Von Judi Dench wird oft gesagt, das Publikum würde ihr zuhören und zusehen, wie sie ein Telefonbuch liest. Ohne Zweifel. Und Dame Judi würde die Sache in ihrer stilvollen, klassischen Art machen. Aber wenn sie Linda Marlowe dabei zusehen und zuhören würden, wie sie ein Telefonbuch liest, würden sie wahrscheinlich auch Zaubertricks, Schnellwechsel-Akte, viele verschiedene Stimmen und Stile sowie eine wilde, kantige und völlig fesselnde Kühnheit als Extras erleben.
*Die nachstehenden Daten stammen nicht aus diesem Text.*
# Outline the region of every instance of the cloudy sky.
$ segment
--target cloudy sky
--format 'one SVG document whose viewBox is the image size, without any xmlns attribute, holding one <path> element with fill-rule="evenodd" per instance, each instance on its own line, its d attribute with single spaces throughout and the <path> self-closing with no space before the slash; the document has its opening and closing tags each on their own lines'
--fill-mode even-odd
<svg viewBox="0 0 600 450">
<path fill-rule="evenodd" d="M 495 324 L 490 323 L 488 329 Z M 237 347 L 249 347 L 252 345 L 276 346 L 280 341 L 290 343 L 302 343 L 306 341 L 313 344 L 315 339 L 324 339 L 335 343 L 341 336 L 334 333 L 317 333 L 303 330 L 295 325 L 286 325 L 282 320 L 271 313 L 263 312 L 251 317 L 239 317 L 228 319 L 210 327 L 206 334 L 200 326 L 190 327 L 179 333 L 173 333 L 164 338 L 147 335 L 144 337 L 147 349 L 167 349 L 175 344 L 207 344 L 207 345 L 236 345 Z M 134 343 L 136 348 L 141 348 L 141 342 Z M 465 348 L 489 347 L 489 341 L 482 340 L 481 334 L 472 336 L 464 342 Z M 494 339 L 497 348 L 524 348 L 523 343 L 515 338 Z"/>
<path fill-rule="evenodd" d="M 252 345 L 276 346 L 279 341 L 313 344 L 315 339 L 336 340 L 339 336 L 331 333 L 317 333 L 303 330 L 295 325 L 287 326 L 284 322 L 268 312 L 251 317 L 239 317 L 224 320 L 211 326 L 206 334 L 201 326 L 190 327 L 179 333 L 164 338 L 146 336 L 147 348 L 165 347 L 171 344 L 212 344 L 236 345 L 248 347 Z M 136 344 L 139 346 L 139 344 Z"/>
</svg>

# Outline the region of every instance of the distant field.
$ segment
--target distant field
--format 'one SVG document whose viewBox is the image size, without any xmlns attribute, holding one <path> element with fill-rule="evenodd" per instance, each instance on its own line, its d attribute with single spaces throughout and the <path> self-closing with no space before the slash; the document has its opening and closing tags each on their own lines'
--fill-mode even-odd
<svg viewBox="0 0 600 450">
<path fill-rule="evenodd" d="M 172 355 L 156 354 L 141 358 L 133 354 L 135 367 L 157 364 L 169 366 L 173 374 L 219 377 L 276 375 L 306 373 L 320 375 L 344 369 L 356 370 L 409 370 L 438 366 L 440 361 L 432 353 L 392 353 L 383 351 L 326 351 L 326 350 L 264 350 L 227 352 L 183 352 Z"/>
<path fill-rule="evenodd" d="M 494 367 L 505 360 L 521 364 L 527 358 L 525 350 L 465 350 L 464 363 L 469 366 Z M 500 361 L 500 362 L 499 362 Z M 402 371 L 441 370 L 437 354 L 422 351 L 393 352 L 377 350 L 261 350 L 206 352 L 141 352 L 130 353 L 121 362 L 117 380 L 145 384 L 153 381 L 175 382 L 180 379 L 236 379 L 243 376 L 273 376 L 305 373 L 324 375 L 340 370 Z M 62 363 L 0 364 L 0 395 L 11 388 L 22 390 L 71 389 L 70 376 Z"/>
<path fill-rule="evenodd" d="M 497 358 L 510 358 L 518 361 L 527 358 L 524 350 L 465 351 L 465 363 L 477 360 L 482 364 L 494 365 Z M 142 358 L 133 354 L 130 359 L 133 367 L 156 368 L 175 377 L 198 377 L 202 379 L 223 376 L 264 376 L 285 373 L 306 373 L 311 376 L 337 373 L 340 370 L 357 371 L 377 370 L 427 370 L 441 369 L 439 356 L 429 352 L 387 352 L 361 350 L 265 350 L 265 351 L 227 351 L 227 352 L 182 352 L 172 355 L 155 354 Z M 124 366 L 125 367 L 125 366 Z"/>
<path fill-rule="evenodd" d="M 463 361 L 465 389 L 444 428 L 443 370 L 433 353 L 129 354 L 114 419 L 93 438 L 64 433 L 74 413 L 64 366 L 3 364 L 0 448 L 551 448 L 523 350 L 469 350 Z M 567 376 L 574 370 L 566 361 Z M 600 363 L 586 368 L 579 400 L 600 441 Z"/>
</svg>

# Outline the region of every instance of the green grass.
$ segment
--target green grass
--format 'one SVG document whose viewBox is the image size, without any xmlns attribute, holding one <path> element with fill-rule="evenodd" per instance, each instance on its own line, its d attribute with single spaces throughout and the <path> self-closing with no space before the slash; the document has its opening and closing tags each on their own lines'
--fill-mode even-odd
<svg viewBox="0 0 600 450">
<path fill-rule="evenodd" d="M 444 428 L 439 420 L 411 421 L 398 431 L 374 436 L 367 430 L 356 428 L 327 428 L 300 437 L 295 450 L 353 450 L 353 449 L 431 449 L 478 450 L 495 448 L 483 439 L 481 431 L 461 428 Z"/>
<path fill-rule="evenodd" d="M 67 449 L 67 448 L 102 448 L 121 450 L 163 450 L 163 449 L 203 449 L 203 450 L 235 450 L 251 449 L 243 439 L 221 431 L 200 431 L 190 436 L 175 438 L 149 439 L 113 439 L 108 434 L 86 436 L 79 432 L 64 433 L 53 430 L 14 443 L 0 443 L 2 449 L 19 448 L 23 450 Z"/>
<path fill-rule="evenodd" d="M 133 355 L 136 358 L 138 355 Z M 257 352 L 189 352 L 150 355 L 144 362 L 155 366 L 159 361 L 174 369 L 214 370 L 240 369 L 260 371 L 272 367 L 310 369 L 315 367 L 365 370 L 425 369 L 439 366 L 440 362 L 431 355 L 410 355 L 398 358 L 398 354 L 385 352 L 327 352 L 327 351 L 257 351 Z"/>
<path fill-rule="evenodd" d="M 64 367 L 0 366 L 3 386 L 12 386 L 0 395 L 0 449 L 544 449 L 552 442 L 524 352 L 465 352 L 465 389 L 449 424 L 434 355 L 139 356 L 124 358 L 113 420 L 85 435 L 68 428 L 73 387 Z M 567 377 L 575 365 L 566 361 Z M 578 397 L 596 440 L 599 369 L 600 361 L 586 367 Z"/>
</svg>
Marlowe ist eine Schauspielerin von enormer Bandbreite und Potenz. Sie kontrolliert ihre Stimme vollkommen, weiß genau, wie man eine Phrase schwebt, oder sie hämmert, oder sie stößt, oder sie wegwirft. Ihre Augen sind unendlich verführerisch und selbstsicher; sie nutzt sie als Teil ihrer aufmerksamkeitsfordernden Rüstung. Genau wie sie ihren ganzen Körper benutzt - sie kann eine größere physische Form annehmen, als sie hat, genauso leicht wie sie an Ort und Stelle schrumpfen kann. Sie kann sich verjüngen oder altern, wie sie will, einen Moment ein bezauberndes Ingenue, den nächsten eine kummervoll betroffene alte Hexe, die vielleicht eine Hexe ist.
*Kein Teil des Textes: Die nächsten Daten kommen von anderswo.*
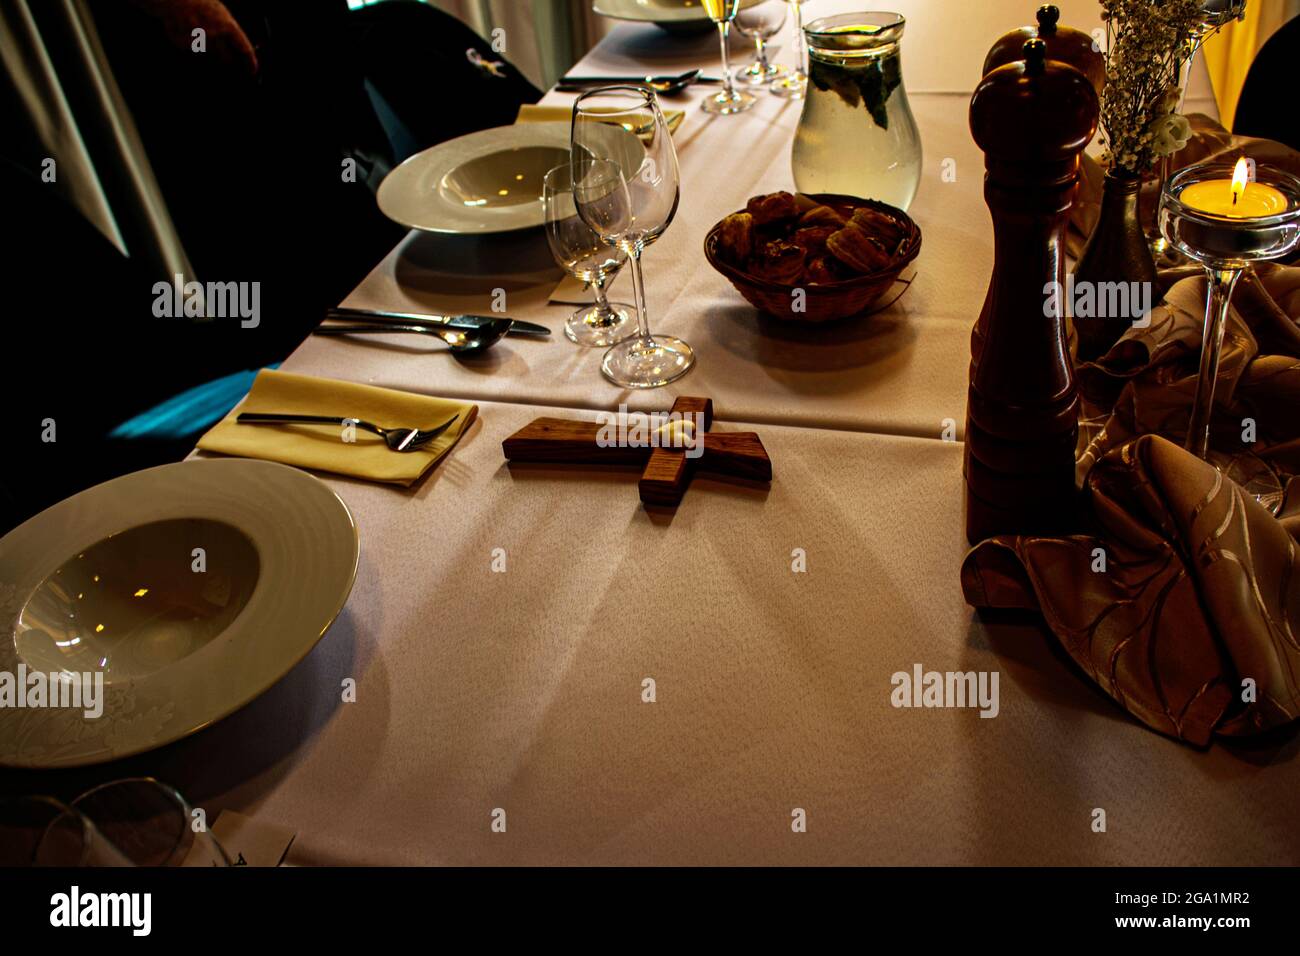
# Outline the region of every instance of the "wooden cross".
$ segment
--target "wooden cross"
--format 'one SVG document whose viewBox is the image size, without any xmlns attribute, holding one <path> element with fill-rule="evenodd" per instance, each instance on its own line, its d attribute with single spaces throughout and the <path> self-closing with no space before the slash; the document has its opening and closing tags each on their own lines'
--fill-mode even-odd
<svg viewBox="0 0 1300 956">
<path fill-rule="evenodd" d="M 683 396 L 673 402 L 672 411 L 702 420 L 704 431 L 713 427 L 713 401 Z M 700 416 L 697 419 L 695 416 Z M 754 432 L 719 432 L 698 436 L 704 447 L 695 456 L 686 449 L 651 447 L 649 443 L 628 446 L 598 442 L 602 425 L 566 418 L 539 418 L 525 425 L 501 443 L 508 461 L 550 462 L 570 465 L 644 465 L 641 472 L 641 501 L 647 505 L 675 507 L 686 494 L 691 475 L 697 471 L 751 481 L 772 480 L 772 460 Z M 692 454 L 694 454 L 692 449 Z"/>
</svg>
Ihr Rapport mit dem Publikum, die intensive Verbindung, die sie herstellt, während sie schweigend von den Seitentüren durch das kleine Auditorium schreitet und wartet, darauf achtet, dass jeder sie ihre angemessene, durchdachte Aufmerksamkeit schenkt, der direkte Kontakt, den sie mit so vielen Mitgliedern der aufmerksamen Menge wie möglich herstellt - sie kennt alle Mittel, um eine Geschichte zu erzählen und sie wie Teil des Lebens des Zuhörers erscheinen zu lassen.
Marlowe ist diese sehr seltene Kreatur - eine wahre Virtuosin. Sherlocks Material ist für sie gemacht und sie schwelgt darin, findet jede Nuance, jede Versuchung des Interesses, jedes Winkel der unerforschten Spannung, jede Möglichkeit, zu glänzen. Ihr stimmliches Dynamik zu hören, ihre kraftvolle, magnetische Präsenz zu spüren, die Sie umgibt und beruhigt, ihre sehr physische Herangehensweise an die Charakterisierung zu erleben - nun, es ist so aufregend, wie es in der modernen Theaterwelt werden kann.
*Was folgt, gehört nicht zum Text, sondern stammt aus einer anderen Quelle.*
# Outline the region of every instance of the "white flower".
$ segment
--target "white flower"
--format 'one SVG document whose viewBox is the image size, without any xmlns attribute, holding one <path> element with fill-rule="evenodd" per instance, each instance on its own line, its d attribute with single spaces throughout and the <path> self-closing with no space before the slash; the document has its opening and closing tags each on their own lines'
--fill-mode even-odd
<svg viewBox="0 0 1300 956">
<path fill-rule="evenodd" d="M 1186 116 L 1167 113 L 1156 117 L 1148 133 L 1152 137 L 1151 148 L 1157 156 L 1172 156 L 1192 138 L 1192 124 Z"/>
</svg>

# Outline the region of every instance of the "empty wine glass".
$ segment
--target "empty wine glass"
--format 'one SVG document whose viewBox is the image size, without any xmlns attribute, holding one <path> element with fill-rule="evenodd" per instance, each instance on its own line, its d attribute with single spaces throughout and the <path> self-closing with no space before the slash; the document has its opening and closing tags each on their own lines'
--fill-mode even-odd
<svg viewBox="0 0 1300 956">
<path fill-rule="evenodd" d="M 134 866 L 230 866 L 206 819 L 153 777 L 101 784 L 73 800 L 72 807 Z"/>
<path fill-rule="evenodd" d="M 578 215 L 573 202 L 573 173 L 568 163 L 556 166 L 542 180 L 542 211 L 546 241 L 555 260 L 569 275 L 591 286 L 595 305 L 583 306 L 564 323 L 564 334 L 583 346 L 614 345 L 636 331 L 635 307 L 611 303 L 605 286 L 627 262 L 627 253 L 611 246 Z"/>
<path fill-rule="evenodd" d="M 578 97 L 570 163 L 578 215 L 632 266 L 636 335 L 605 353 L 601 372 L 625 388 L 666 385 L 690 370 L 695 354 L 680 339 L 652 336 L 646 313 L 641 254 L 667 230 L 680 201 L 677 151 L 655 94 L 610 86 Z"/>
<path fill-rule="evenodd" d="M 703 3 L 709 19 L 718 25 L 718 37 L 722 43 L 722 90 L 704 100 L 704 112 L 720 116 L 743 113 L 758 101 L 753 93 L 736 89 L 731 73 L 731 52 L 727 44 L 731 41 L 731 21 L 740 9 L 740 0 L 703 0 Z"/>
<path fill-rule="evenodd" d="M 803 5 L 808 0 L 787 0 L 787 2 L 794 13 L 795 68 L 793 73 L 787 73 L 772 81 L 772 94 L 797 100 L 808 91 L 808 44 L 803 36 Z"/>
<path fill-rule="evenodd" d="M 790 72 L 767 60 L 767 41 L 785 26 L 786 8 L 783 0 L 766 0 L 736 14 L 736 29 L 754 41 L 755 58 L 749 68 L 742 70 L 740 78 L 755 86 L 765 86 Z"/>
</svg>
Es ist schwierig zu sagen, welche direkte Rolle Sherlock gespielt hat, da Marlowe die einzigartige, instinktive und intuitive Performerin ist, die sie ist, aber die physischen Aspekte der Produktion (besonders Andie Scotts Design, aber auch Theo Chadhas Licht) sind nicht in Marlowes Liga. Wenn die Ressourcen des National Theatre diese Produktion unterstützen würden, könnte es in Bezug auf Präsentation, Aussehen und Gefühl sehr anders sein; es könnte der Glanz der Hauptdarstellerin nahekommen.
Scott Penroses Zaubertricks sind in der Tat clever, und Marlowe bringt sie alle brillant zur Geltung. Andy Booths Originalmusik ist passend und unaufdringlich, ideal in einem Stück wie diesem.
Vielleicht verstehen Sie nicht, was die Absicht des Autors ist, wenn Sie Miss Havishams Erwartungen sehen, aber Sie werden das Theater sicherlich lebendig verlassen und wissen, dass Sie anwesend waren, während eine wirklich großartige Schauspielerin auf Hochtouren und mit grenzenloser Energie und Stil gearbeitet hat.
Tun Sie sich selbst einen Gefallen und sehen Sie Linda Marlowe in diesem seltsamen, seltsam magischen Stück.